# vdr (1.6.x) adon Playlist

## Schnulli

Hallo Euch,

da wir auf den Repros kein vdr-adon-playlist finden konnten, wir wissen bei gen2vdr ist es verfügbar, haben wir eine Version gepatcht und würden diese der Community natürlich zur Verfügung stellen.

Wenn Interesse besteht, wir vermuten ja, dann bitten wir um Antwort und wir stellen das Adon vorerst hier bereit um dann Eure Meinung zu bekommen.

Gruß

----------

## Randy Andy

Ja wie Schnulli,

was für ne Frage, immer her damit.

Wieso seh ich das erst jetzt, und wieso gibt's nicht schon längst Nachfrage in diesem Thread   :Surprised: 

Gruß, Andy.

P.S. ich brauch das nicht wirklich, und auch nicht dringend, aber ich finde alles was gen2vdr kann, sollten wir auch abdecken können.

Schließlich hab ich mich vor Jahren bewusst von gen2vdr abgewandt. 

Zuviele Vorgaben die mir nicht zusagen. Nix mit "Its all about choice."   :Wink: 

----------

## Schnulli

 *Randy Andy wrote:*   

> Ja wie Schnulli,
> 
> was für ne Frage, immer her damit.
> 
> Wieso seh ich das erst jetzt, und wieso gibt's nicht schon längst Nachfrage in diesem Thread  
> ...

 

Moinsen Randy Andy, sorry das wir uns erst jetzt melden.....

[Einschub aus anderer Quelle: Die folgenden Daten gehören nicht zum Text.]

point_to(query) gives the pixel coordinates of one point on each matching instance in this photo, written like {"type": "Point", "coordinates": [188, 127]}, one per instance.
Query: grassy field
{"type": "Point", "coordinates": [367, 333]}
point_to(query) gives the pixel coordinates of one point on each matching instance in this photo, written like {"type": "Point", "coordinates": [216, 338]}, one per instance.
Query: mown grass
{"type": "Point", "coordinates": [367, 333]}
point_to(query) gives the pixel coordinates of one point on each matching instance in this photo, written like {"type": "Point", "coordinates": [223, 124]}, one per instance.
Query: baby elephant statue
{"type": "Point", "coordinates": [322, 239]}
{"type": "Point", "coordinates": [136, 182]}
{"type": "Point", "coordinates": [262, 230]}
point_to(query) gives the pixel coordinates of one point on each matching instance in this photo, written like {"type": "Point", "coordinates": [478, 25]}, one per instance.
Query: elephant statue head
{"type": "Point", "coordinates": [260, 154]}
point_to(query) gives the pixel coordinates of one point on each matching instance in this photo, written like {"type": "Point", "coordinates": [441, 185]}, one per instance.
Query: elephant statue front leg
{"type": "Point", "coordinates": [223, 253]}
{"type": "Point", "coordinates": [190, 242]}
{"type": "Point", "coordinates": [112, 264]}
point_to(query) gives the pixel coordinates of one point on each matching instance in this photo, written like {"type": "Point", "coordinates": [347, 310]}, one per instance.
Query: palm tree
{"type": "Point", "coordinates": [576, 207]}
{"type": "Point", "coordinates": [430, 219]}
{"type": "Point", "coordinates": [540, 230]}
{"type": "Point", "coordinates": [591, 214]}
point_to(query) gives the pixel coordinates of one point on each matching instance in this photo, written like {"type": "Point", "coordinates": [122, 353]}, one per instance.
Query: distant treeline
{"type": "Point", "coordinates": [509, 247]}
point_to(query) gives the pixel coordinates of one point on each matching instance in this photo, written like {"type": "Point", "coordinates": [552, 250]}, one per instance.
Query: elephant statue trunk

wir sind wieder am Werk (hier war die Hölle los, leider keine Zeit für die angenehmen Sachen und Gentoo gehabt)

ja kein Thema, ich such das mal wieder zusammen und stell das addon dann direkt hier als DL-Link für Testing zur Vefügung.

Anmerkungen, Kritik, Ideen, Hilfe sind natürlich willkommen....

greetz @all

----------